In Summary index , how to get the original host field?


in my summary index data how to get the original host field data?

after further testing, this is my favorite solution

Just add the following after your base search and orig_host, orig_sourcetype, orig_source and orig_index will all be in your summary index :-)

 | rename _raw as orig_raw

This solves all my "why the hell isn't it adding this field no matter what I do" related problems.

My previous workaround was doing a makeresults and doing an addcols to it, which is of course terrible.

Why does Splunk behave like this by default?

You sir deserve to be on the front page. I am using a summary index, really just another index, to power reports and sub searches for specific users who have high resource demands and thus the need for isolating specific data. Unfortunately they need the entirety of the raw log with all fields. Short of extensive props and transforms along with huge lookup tables using summary indexing was the best option. You saved me so much time! Thank you.

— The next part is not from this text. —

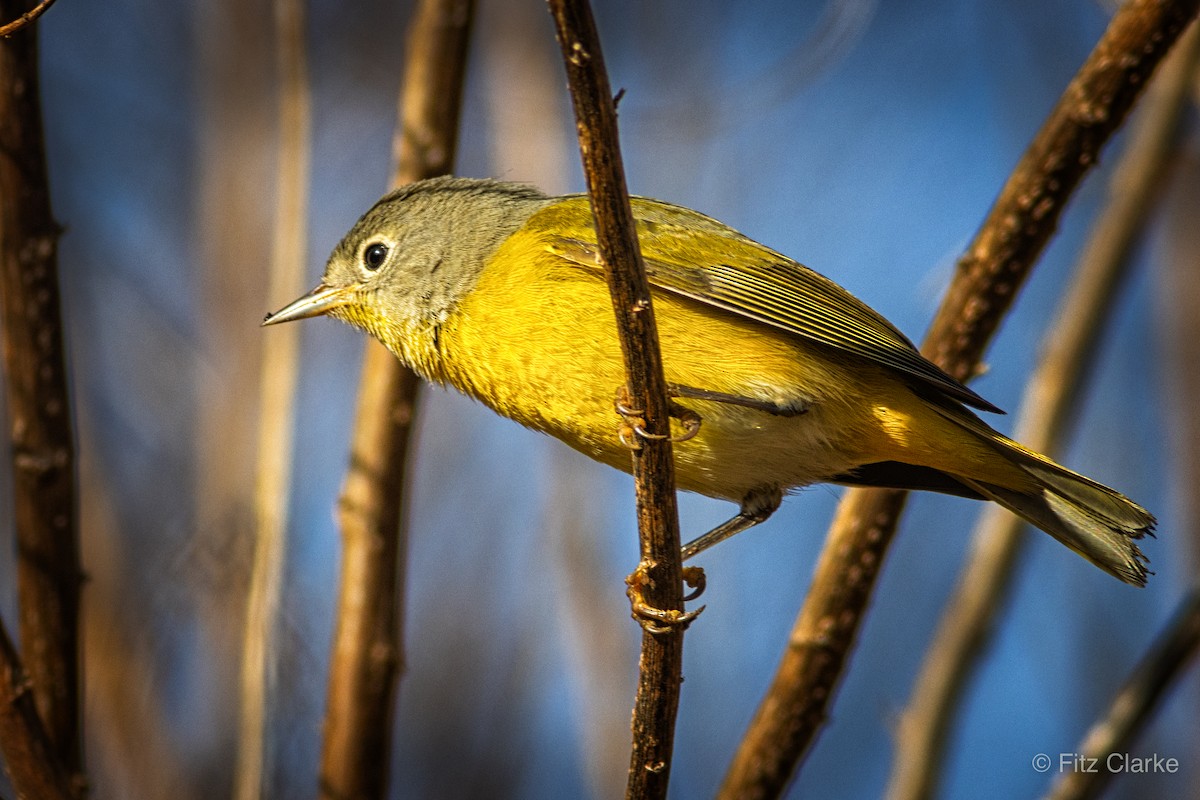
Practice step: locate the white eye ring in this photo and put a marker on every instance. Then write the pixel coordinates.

# a much simpler solution that I got from Splunk guru "D" :-)
# turns out renaming the _raw field corrects the issue of missing some of the "orig" fields, i.e. orig_sourcetype
# this approach is proabaly not as relavant to Splunk 6 which has many automatic acceleration features
# note: the "| collect " command is optional not needed if you are using the summary index checkbox in a saved search
index=other | rename _time as time | rename _raw as raw | stats count by time raw index host sourcetype source | collect index=collect
# I was having trouble recording the raw event, original host, sourcetype and source fields and putting them into a summary index as they were always overridden with the values of the host which runs the search populating the summary index - here's one solution

# step 1 - populate summary index
# search events from an index namded "other" and prepend the _time, host, sourcetype and source fields to the _raw field with "|" as a delimeter and put into a summary index named "collect"
index=other | eval _raw=_time+"|"+host+"|"+sourcetype+"|"+source+"|"+_raw | collect index=collect

# step 2 - read from summary index named "collect"
# extract time, host, sourcetype and source fields that are stashed in the _raw field in the summary index named "collect"
index=collect | rex "^(?<time1>[^|]+)\|(?<host1>[^|]+)\|(?<sourcetype1>[^|]+)\|(?<source1>[^|]+)\|(?<raw1>[^|]+)"
The only way to get the original host field is to save it as part of the "populating search." So, if you were running a search every hour that looked like this

sourcetype=access_combined | sistats count by productId status

Change it to

sourcetype=access_combined | sistats count by productId status host

Or did you have a different problem?

Having the same issue. How do we store the original host as a field when we are not doing stats/sistats command? Want to associate the original host with the _raw field in the summary. Likewise my summary index only has a subset of events that I've filtered from a sourcetype.

My saved search is just doing sourcetype=acccess_combined for example

No "si" commands used.I am just filtering the data so i can generate report on small set of data on request basis.